Our study shows that proponents and opponents of the Black Lives Matter movement show systematically different patterns of attention in the service of different ways of framing the core issues. Yet while it this may appear to be a familiar story of political polarization, we find two less familiar takeaway lessons.

We paid most attention to the two poles of the debate, but there is an important role played by the Center-Left group of tweeters as well. These authors are structurally and ideologically closely allied with Activists, but they have an intermediate attentional dynamic. The media landscape is constantly evolving in response to new technology (Garcia et al., 2019), and it may be that the current partisan divide in technological uptake has yet to reach an equilibrium point. Our work would suggest that traditional media can play an effective stabilizing role, smoothing out rapid fluctuations—and that it can do so regardless of where it sits on the political spectrum.

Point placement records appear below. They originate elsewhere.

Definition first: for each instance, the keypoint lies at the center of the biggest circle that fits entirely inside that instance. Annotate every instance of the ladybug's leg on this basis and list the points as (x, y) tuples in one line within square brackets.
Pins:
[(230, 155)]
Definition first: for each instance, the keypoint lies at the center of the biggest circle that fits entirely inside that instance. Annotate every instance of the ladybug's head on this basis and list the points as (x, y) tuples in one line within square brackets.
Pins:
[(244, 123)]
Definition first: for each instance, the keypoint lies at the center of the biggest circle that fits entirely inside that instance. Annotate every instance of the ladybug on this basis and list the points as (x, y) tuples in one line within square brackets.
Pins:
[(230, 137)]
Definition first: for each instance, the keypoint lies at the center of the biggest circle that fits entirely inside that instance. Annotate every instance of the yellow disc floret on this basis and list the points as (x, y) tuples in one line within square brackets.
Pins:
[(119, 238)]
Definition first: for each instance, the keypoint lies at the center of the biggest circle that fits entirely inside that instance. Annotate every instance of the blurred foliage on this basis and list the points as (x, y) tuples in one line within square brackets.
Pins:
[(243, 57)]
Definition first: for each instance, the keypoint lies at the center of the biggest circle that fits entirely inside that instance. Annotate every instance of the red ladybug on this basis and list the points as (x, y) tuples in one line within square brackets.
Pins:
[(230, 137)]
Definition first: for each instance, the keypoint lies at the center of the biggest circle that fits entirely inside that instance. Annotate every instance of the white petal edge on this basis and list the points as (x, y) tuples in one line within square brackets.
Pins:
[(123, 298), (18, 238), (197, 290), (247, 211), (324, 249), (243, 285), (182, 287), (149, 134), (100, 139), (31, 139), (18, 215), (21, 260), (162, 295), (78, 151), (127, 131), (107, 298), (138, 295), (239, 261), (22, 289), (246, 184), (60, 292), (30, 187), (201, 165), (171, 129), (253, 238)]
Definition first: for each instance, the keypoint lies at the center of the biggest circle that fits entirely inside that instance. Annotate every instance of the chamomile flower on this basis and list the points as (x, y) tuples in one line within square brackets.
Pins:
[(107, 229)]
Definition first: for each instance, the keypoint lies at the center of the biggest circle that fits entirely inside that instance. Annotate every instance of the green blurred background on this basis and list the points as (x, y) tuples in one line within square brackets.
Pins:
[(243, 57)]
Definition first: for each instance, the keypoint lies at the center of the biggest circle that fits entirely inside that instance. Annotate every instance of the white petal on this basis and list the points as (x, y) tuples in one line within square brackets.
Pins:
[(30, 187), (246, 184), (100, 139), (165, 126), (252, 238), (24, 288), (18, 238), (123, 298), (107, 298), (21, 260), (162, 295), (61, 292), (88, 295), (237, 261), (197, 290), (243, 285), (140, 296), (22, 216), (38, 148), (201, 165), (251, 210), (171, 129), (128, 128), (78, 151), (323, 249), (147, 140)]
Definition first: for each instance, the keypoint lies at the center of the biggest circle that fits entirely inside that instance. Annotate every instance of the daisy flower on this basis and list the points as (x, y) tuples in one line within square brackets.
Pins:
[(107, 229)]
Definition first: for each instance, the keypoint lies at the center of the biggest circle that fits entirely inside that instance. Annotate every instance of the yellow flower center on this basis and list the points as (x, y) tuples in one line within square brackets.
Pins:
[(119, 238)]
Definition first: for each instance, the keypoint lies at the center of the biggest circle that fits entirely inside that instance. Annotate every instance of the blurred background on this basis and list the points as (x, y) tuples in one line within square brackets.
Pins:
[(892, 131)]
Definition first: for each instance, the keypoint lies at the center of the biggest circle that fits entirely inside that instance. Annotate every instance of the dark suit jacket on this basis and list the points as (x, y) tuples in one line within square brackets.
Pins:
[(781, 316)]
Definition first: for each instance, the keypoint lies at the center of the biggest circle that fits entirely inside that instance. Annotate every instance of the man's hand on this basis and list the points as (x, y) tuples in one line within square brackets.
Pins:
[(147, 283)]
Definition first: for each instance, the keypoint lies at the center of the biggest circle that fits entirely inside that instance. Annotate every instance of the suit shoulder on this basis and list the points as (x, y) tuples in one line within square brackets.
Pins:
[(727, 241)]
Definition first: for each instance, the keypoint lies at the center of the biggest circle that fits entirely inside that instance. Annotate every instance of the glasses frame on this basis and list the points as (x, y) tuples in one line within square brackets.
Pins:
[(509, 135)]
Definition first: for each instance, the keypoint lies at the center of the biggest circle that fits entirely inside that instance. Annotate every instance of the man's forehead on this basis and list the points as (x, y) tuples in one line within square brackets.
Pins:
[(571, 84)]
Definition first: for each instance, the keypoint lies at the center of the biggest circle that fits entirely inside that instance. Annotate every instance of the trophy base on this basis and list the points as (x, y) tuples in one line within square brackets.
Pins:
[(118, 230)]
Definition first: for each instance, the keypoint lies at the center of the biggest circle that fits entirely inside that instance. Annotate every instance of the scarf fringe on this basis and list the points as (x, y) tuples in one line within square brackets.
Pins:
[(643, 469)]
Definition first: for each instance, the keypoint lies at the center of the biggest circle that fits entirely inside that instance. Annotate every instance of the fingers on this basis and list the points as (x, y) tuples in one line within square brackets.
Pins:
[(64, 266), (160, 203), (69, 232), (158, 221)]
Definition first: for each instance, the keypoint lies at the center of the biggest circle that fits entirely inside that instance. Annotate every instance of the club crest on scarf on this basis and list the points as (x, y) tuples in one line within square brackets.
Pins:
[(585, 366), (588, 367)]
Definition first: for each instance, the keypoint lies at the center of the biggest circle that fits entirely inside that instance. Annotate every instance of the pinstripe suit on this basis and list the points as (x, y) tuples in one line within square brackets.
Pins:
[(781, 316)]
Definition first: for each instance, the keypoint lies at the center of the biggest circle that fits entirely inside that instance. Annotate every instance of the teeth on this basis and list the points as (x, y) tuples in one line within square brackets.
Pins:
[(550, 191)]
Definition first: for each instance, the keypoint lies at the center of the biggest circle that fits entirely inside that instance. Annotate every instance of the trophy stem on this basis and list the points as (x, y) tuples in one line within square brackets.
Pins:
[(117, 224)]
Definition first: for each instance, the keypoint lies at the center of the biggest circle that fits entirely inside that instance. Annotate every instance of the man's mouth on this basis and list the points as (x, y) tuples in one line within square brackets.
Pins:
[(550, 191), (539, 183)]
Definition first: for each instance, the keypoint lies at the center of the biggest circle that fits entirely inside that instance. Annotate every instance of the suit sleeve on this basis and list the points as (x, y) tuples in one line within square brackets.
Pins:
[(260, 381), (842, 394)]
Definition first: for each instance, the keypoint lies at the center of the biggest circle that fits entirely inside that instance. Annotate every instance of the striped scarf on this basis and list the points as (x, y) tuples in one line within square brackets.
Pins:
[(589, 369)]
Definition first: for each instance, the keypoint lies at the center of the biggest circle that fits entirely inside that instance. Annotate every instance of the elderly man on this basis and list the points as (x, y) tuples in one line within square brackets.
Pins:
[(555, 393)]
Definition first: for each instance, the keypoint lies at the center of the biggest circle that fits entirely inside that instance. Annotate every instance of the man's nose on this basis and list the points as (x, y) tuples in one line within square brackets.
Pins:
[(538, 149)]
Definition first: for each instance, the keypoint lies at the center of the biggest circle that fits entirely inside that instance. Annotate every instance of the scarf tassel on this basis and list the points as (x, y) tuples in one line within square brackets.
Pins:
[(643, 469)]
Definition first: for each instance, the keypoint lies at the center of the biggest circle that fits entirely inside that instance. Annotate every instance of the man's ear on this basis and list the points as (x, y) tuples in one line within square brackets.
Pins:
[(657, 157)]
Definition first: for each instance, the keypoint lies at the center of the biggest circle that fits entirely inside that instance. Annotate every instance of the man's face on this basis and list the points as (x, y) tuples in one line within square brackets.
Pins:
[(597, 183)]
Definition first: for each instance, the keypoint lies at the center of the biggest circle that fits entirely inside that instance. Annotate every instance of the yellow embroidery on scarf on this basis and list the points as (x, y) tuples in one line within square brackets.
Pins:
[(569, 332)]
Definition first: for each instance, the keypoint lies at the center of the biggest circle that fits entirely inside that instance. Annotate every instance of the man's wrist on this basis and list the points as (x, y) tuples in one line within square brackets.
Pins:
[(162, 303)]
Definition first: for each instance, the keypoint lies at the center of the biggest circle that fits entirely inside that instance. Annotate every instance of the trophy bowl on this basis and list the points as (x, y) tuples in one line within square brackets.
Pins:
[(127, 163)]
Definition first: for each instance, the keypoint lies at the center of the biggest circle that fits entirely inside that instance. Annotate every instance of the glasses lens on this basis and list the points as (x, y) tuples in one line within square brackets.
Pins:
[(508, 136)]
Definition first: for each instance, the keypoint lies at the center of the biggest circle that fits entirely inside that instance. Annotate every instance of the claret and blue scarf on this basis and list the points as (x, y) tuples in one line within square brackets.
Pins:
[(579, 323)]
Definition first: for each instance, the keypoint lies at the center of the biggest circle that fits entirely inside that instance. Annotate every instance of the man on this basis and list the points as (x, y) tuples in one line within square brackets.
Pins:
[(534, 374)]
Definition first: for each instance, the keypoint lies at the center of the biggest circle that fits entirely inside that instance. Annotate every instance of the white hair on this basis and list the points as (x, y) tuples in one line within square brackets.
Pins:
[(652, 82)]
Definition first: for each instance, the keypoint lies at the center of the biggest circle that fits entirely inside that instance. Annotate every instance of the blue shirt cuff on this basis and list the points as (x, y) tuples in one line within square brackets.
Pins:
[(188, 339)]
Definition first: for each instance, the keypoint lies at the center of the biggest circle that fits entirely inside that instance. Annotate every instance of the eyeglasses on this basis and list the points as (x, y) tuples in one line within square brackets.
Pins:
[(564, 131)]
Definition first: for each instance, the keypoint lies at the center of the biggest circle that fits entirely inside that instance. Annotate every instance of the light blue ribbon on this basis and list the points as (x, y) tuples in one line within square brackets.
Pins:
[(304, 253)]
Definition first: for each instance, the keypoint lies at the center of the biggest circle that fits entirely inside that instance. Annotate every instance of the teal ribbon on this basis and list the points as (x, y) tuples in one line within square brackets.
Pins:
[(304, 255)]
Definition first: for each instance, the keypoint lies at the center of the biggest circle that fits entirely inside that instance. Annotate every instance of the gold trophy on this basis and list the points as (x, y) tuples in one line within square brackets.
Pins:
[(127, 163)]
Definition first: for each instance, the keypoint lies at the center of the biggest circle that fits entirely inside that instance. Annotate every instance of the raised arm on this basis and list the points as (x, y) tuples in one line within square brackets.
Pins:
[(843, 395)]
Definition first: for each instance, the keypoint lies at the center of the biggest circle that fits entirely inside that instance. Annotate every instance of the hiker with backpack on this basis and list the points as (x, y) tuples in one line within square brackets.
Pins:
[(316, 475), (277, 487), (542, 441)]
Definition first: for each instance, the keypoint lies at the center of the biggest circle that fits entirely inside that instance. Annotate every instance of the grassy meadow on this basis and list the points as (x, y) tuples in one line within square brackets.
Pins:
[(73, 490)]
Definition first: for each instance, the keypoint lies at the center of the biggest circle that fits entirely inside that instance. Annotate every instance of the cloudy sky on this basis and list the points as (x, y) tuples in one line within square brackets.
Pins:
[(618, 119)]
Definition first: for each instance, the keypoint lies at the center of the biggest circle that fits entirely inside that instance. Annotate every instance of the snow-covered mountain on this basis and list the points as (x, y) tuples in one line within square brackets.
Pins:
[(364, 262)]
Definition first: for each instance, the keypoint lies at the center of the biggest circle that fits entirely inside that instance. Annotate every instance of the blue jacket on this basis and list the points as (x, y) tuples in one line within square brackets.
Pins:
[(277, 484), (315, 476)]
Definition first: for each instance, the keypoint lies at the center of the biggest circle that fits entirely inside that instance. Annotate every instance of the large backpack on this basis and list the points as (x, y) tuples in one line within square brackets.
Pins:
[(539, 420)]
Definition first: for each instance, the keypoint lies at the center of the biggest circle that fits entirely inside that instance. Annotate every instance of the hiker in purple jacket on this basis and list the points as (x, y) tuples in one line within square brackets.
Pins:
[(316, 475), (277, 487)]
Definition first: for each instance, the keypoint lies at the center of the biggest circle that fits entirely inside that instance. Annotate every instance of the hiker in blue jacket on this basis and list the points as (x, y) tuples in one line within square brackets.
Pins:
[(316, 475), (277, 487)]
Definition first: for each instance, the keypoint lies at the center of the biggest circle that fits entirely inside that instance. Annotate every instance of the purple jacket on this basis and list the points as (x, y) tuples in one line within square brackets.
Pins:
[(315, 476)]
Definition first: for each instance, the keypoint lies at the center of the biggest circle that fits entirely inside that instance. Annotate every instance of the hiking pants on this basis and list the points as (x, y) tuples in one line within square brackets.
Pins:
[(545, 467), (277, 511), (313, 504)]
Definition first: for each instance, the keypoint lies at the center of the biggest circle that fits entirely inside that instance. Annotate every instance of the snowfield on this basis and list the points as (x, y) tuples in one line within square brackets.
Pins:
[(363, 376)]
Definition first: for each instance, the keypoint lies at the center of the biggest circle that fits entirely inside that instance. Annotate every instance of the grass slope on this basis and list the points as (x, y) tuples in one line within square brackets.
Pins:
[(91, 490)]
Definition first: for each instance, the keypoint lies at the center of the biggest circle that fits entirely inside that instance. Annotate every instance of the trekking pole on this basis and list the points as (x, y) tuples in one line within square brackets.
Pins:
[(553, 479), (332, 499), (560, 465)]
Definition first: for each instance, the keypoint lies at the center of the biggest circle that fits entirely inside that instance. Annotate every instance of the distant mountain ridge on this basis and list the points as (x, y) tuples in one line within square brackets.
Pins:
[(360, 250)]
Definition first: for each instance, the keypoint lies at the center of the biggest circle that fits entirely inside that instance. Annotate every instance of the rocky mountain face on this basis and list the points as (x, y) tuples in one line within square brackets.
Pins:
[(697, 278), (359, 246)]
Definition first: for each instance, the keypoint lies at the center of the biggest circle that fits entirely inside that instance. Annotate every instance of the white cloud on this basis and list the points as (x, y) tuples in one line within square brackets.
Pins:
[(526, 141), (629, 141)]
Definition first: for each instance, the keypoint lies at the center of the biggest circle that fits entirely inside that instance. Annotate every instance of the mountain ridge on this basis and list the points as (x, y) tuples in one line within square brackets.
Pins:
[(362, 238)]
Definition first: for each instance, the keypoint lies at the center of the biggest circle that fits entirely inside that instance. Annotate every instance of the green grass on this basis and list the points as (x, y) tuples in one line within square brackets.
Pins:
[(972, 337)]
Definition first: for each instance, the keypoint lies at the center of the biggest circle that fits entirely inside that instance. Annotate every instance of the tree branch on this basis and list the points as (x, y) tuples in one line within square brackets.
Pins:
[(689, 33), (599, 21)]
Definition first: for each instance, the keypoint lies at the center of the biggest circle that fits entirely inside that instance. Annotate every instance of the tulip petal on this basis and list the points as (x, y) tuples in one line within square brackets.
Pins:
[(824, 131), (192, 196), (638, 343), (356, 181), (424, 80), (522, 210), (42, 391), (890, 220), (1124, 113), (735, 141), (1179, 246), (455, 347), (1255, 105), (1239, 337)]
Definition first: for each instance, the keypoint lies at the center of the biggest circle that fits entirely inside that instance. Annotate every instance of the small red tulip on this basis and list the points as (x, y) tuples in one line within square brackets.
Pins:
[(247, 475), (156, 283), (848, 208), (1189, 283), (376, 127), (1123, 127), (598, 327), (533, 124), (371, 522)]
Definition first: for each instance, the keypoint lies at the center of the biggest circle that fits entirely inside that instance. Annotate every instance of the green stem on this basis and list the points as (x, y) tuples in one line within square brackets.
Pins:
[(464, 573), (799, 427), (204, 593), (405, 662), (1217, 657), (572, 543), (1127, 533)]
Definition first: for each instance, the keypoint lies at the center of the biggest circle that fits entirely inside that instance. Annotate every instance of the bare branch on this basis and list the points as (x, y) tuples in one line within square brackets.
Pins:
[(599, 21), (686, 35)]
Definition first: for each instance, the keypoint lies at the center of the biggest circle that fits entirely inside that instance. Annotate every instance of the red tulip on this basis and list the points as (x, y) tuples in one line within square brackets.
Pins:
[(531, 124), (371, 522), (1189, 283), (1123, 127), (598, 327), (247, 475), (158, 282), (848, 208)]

Second, we note that attentional dynamics might themselves represent an interesting point of intervention on social networks. Most proposed interventions on social networking concern either the content of messages (e.g., filtering misinformation) or the connectivity of the network (e.g., banning users). Both can be difficult to implement and politically controversial. Our work suggests that there is considerable variability in the attentional dynamics of online media as well. As a rough proposal, Twitter could ensure that hashtags that are rapidly gaining attention are presented alongside (less popular) hashtags that offer an alternative interpretation of events. Such a policy might prevent frame entrenchment by ensuring that users become aware of competing frames at an early stage. Alternatively, and perhaps better yet, Twitter could pair clearly partisan or racist hashtags with hashtags that activate superordinate identities, exposure to which has been shown to reduce out-group (Nordlinger, 1972) and cross-partisan animus (Brady et al., 2020; Van Bavel and Pereira, 2018).

In any case, it is important to emphasize that algorithms don’t simply promote tweets: they promote tweets of a certain age, with a certain speed, and with a certain history of visibility. It may be too much to hope for an uncontroversial set of neutral criteria that can moderate attentional dynamics for the overall good, but careful study of the ways in which attentional framing and dynamics interact will be a key to any solution.